Title: The Nature of Jade
Author: Deb Caletti
Genre: Realistic YA Fiction
Number of Pages: 304
Jade is an elephant-obsessed teenage girl who spends a lot of time at the local zoo. She also suffers from an anxiety disorder and has recurring panic attacks, and is the daughter of a smothering mom and an emotionally absent dad. When Jade first sees a teen boy with a baby on her elephant-watching live cam at home, she becomes fascinated by him.
When she meets him and finds out his name is Sebastian and he’s a teenage father, they hit it off almost immediately and embark in a tender romance.

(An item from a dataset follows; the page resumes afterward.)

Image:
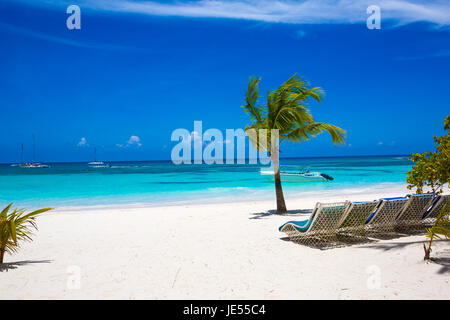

When Sebastian talks about the baby’s mom, though, Jade gets the feeling he’s not telling her the whole story and when she finds out the truth it complicates everything a throws a wrench in their burgeoning relationship.
Even though I’m not a big fan of romance, I was interested in this book’s mental health rep (I have severe OCD and my younger sister has chronic social anxiety, so it’s safe to say we’re no strangers to some of Jade’s experiences.) Jade is a cool character and even though Sebastian feels a little ‘too good to be true’- endlessly patient, supportive, and compassionate- it’s hard not to root for Jade to find happiness with him and his super-cute son, Bo.
Jade’s brother is cute too and her parents are a believable combination of dysfunction and moral ambiguity. Each chapter starts with a fact about animal behavior, and some of them were really interesting! This and the show Atypical have also made me want to set up a cam on my computer to watch animals in captivity. One thing I did not like was the handling of Jade’s mom cheating on her dad.
Sebastian’s grandmother pretty much told her not be judgmental and that it was equally her dad’s fault for not attending to his wife’s needs- yeah, I’m pretty sure NO ONE would be saying that if the genders were reversed. There’s definitely some hypocrisy going on there. Even though it wasn’t without it’s share of flaws, I enjoyed this book and I would even be interested in reading more of Deb Caletti’s books (even though they all seem pretty heavy on romance.)